In this article, we look at how the expectations of 5G are colliding with how we host and develop software. Several factors are coming together to break how we do things:

  • 5G’s millisecond latency expectations mean that the laws of physics will force us to operate under constraints that can’t be bypassed with more or faster hardware.
  • Some processing will, therefore, have to be done in local data centres at the edge, which upends a decade of consolidating systems into massive regional data centres.
  • 5G’s focus on the IoT will mean that many systems will be hard to update and potentially impossible to turn off, which will force a major rethink in how we provide long term support for deployed systems.
When the Changing Definition of 5G Real-Time Breaks Existing Tech Stack

When the Changing Definition of 5G Real-Time Breaks Existing Tech Stack

Check out this article for in-depth analysis and expert recommendations, including a checklist of the 5 points you’ll need to evaluate if you want to successfully upgrade your tech stack and excel in the era of 5G.

Table of contents

Introduction
Latency: Speed of light is now a factor
What is a “Digital Twin”
With enough devices, failure is a certainty
Planned downtime will be a serious problem
So what’s the “Inflection Point” then?
Life after we pass the inflection point
Next Steps: A Checklist
Conclusion

Introduction

everybody’s talking about 5G and edge computing, but they imply a significant change in the way we do things. Put simply:

Expectations for latency are hitting the laws of physics, and light’s speed of 181 miles per millisecond will drive application architecture.

‘End Users’ used to mean millions of humans. In the future, they will be dwarfed by billions of IoT devices, all of which will cause real-world problems if they lack adequate connectivity.

We may not be able to turn off the systems we deploy without creating an outage, which will also create real-world problems.

The “Inflection Point” in question is when latency expectations shrink to the point where the speed of light removes all the easy options and forces us to change how we do things. 5G and Edge both require latency that can not be met with current techniques.

There is a huge interest in both 5G and Edge Computing. They imply a significant change in the way we do things. Read on to learn more.

Latency: Speed of light is now a factor

Both 5G and edge computing are being positioned on the premise that billions of small IoT devices will be directed by some form of remote intelligence. A key idea of 5G is that latency will be no more than 1 – 3ms.

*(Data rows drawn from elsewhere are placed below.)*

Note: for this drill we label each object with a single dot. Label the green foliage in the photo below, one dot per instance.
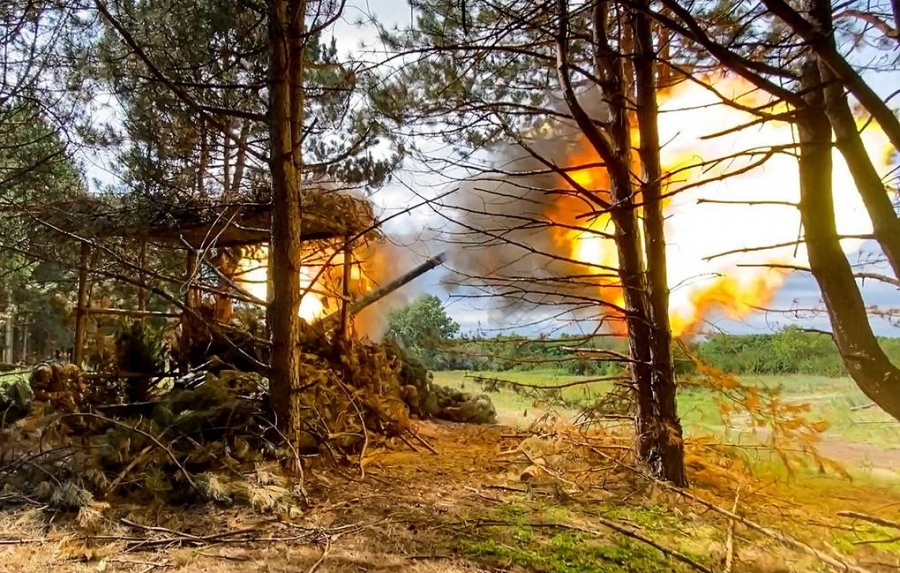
(519, 545)
(421, 325)
(790, 351)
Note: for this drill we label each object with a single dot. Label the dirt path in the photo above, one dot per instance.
(472, 508)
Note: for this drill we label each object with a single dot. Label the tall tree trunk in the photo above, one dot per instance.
(613, 145)
(286, 21)
(667, 456)
(885, 224)
(829, 55)
(864, 358)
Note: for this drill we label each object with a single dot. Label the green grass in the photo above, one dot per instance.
(517, 543)
(832, 399)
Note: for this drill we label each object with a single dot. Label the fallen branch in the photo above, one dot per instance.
(863, 407)
(869, 518)
(729, 541)
(149, 436)
(777, 535)
(322, 557)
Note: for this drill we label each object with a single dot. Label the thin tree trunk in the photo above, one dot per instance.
(668, 445)
(241, 159)
(284, 319)
(82, 305)
(10, 320)
(830, 56)
(864, 358)
(614, 147)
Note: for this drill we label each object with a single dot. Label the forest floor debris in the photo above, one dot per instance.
(493, 499)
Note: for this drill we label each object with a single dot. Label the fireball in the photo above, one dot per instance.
(731, 186)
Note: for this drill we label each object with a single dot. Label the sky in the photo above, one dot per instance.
(413, 182)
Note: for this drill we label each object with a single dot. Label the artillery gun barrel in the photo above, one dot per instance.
(371, 298)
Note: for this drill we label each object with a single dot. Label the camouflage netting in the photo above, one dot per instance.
(215, 440)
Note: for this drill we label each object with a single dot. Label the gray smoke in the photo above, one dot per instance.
(508, 226)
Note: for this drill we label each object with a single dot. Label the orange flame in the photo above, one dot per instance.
(321, 278)
(717, 158)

But light moves at a leisurely 181 miles per millisecond, and nothing moves faster than light. In fact, inside a fibre optic cable light moves at around 120 miles per millisecond. If your device requires 3ms latency to work, and the remote processing takes no more than 1ms, then it can’t be located more than 120 miles away. But that’s in theory. Real-world numbers for WAN latency are a lot worse than this. For example:

  • Dublin and Frankfurt are 677 miles apart.
  • Observed latency for round-tripping is around 25ms.
  • This works out at 54 miles per millisecond.

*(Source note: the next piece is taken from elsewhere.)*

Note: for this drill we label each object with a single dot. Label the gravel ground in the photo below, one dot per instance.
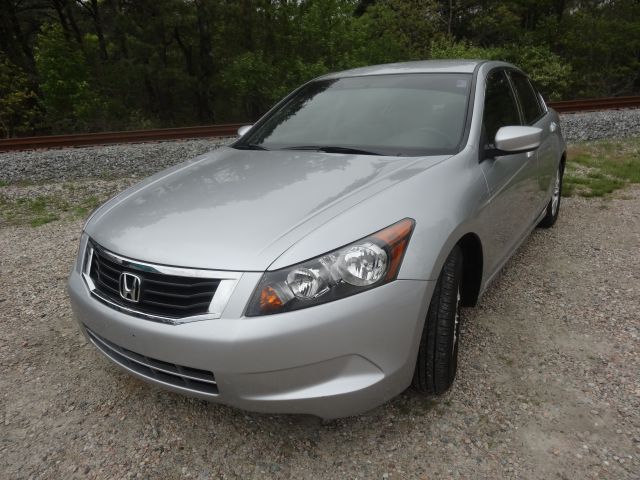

So to rework our example above: If I am in Dublin, Ireland and I need a decision made in Frankfurt, Germany I can’t expect a response in under 25ms, even if the decision is instant. But that assumes that the problem can be solved in one round trip. Current programming orthodoxy is to use lots of individual trips, in the form of key/value lookups or individual SQL statements, and do the actual processing away from where the data is stored.

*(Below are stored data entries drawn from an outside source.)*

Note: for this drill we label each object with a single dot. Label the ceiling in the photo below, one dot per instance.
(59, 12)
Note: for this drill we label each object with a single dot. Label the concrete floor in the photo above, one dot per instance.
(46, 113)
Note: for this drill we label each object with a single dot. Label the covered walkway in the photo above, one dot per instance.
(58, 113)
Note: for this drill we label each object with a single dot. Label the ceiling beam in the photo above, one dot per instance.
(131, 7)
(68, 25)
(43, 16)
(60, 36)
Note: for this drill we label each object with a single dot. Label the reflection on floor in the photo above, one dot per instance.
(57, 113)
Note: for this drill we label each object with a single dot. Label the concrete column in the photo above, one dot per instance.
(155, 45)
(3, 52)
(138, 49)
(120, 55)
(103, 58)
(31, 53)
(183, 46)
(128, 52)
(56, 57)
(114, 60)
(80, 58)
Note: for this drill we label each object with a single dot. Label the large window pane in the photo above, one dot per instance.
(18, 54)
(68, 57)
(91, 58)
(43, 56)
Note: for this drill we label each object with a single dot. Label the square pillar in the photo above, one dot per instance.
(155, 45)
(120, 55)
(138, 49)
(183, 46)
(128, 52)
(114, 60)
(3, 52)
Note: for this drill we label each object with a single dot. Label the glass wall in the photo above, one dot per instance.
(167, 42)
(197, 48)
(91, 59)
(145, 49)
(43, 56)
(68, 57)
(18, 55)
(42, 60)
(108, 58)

It’s immediately obvious that if we need 10 round trips, the latency constraints will prevent the processing from happening on an end-user device located even 5 miles away, which means it must happen either in the back end database system or on an application server co-located with it. We also need to consider that transport latency isn’t the only network overhead. There is an appreciable temporal overhead to even a trivial message on a LAN. Even in an ideal scenario where these two servers are on the same physical rack in a 5G scenario, they won’t have the latency budget to have verbose and chatty conversations with each other and still have time left to do the processing that is needed to solve their business problem.

What is a “Digital Twin”

A Digital Twin5 is a virtual, online replica of something. It generally consists of three elements:

  • A heavily instrumented physical device that can be controlled remotely.
  • An online digital representation of the device with sufficient granularity that is functionally identical.
  • A reliable data transfer mechanism between the device and where its digital representation lives.

Once these three elements are in place it becomes feasible not just to apply cloud computing power to control a cheap and simple piece of equipment, but to use the cloud to make a large number of digital twin devices work together to achieve common goals.

With enough devices, failure is a certainty

Quality has never been a strong point in the software industry. As Gerald Weinburn said, “If builders built houses the way programmers built programs, the first woodpecker to come along would destroy civilisation”. Up to now, a lot of device’s interactions with the internet have been optional and often haven’t controlled their core functionality.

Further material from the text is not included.